2:00 – 5:00 02:00-05:00
The instructor moves to a concrete example to illustrate the second point. He writes f(x) = |x| and defines it piecewise as x for x >= 0 and -x for x < 0. He asserts that the function is continuous at x=0 but not differentiable. He sets up the derivative limit at x=0: lim h->0 [f(0+h) - f(0)] / h. He splits this into Left Hand Limit (LHL) and Right Hand Limit (RHL). He calculates the RHL as lim h->0+ h/h = 1 and the LHL as lim h->0- -h/h = -1. He draws a V-shaped graph of |x| on the right side of the board to visualize the sharp corner at the origin.
5:00 – 5:44 05:00-05:44
The instructor concludes the proof by highlighting that since the LHL (-1) is not equal to the RHL (1), the limit does not exist, and thus the function is not differentiable at x=0. He writes LHL != RHL in red ink to emphasize the inequality. He also writes LD = RD with a checkmark to show the general condition for differentiability, contrasting it with the current case where LD != RD. He circles the limit expression and the result -1 to draw attention to the specific values. The video concludes with a black screen displaying THANKS FOR WATCHING.

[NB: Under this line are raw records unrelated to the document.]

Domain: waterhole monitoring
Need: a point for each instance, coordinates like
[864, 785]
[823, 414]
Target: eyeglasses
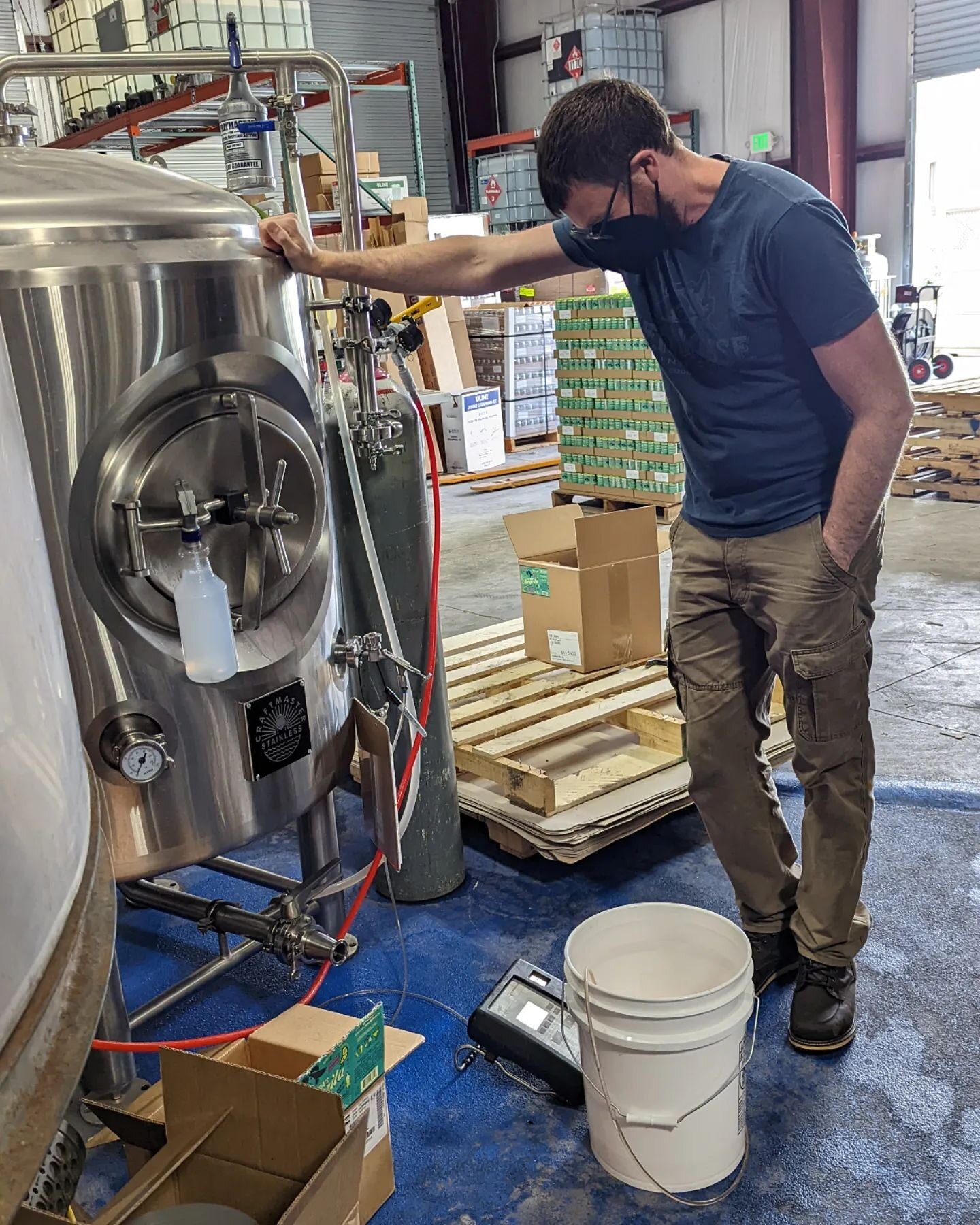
[597, 231]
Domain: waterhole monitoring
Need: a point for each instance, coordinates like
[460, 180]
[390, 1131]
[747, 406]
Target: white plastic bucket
[662, 994]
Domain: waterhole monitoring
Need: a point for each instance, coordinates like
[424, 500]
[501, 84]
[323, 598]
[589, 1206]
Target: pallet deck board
[549, 742]
[484, 651]
[523, 715]
[502, 680]
[487, 634]
[668, 508]
[522, 692]
[575, 721]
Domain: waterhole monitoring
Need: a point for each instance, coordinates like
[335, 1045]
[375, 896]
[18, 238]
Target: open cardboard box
[274, 1149]
[589, 586]
[276, 1055]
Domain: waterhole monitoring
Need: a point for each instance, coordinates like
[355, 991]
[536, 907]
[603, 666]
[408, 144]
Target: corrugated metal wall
[946, 37]
[361, 32]
[386, 32]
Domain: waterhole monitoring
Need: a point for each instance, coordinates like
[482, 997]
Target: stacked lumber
[563, 764]
[943, 453]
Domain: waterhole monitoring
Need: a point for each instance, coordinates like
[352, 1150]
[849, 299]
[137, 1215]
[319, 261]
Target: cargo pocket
[673, 674]
[830, 687]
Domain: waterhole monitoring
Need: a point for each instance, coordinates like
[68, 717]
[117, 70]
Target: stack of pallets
[561, 764]
[943, 453]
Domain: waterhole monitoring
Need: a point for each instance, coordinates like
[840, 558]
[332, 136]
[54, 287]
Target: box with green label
[589, 586]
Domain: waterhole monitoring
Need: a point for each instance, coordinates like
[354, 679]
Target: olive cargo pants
[741, 610]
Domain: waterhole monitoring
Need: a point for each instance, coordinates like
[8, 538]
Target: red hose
[194, 1044]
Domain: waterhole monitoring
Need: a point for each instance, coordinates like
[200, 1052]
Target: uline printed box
[473, 430]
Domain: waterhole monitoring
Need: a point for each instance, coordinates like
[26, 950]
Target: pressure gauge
[136, 747]
[144, 760]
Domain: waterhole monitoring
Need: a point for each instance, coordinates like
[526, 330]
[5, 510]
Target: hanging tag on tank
[245, 128]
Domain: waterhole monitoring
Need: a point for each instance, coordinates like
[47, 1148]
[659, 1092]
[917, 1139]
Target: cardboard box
[280, 1051]
[575, 284]
[412, 208]
[473, 430]
[269, 1147]
[312, 165]
[589, 586]
[407, 232]
[461, 341]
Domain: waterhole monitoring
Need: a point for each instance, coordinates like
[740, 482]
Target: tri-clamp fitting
[254, 505]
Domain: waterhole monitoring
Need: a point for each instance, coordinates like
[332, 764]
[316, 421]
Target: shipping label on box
[375, 1107]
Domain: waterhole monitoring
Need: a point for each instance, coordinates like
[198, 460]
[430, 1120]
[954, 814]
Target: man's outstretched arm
[467, 266]
[865, 372]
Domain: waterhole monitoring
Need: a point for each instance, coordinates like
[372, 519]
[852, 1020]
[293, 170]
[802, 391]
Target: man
[791, 408]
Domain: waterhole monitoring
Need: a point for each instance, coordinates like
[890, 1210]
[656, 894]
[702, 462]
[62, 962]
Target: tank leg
[110, 1075]
[318, 845]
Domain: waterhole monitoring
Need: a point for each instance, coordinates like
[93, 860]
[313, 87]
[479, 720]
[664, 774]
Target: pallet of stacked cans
[514, 348]
[617, 436]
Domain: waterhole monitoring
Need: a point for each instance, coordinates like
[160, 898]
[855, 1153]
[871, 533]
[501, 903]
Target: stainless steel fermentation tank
[56, 906]
[150, 335]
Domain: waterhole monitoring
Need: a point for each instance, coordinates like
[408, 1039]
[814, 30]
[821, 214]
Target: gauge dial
[142, 761]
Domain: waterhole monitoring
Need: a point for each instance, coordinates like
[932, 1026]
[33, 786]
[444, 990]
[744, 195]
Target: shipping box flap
[165, 1165]
[602, 539]
[288, 1044]
[336, 1183]
[275, 1125]
[538, 533]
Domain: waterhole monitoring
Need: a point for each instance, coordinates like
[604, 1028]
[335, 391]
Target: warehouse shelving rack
[182, 119]
[685, 124]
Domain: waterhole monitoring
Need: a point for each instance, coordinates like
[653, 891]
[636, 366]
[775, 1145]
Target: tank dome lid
[58, 195]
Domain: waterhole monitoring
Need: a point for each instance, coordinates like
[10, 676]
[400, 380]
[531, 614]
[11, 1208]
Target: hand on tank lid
[284, 237]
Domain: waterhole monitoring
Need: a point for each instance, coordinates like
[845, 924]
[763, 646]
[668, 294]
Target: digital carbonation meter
[521, 1021]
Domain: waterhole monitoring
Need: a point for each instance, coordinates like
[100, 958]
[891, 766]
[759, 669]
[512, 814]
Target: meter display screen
[523, 1004]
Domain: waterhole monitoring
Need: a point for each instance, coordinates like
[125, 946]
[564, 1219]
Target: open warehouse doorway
[946, 208]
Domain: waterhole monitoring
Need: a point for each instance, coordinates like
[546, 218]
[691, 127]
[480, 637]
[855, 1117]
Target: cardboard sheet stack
[578, 832]
[512, 346]
[617, 434]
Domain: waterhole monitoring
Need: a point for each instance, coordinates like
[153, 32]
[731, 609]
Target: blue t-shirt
[732, 312]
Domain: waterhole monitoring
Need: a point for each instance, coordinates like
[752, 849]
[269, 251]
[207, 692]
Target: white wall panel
[756, 74]
[730, 61]
[882, 70]
[692, 64]
[521, 93]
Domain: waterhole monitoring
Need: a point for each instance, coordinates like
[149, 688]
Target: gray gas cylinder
[397, 502]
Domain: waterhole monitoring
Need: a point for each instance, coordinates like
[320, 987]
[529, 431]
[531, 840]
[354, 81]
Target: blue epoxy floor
[888, 1132]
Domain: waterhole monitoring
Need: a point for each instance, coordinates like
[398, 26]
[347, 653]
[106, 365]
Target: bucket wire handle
[618, 1116]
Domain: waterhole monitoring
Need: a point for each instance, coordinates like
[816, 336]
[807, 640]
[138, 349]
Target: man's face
[589, 202]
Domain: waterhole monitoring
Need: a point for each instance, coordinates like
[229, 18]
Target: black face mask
[627, 244]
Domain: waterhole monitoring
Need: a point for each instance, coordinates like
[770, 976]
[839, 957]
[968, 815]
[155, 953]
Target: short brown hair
[591, 134]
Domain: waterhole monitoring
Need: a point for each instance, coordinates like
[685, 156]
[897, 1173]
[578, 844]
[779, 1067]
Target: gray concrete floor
[926, 675]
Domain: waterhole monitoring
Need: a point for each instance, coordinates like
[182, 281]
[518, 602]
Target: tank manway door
[251, 474]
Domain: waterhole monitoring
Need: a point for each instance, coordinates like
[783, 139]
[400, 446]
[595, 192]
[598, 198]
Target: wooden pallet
[960, 398]
[504, 707]
[930, 482]
[667, 508]
[534, 440]
[502, 483]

The lecture successfully demystifies the relationship between continuity and differentiability. By starting with the rigorous limit definition and immediately applying it to a classic counterexample, the instructor provides a clear, visual, and mathematical proof that continuity is a prerequisite but not a guarantee for differentiability. The step-by-step calculation of one-sided limits for the absolute value function serves as a practical template for students to analyze other non-differentiable points, reinforcing the concept through calculation of one-sided limits.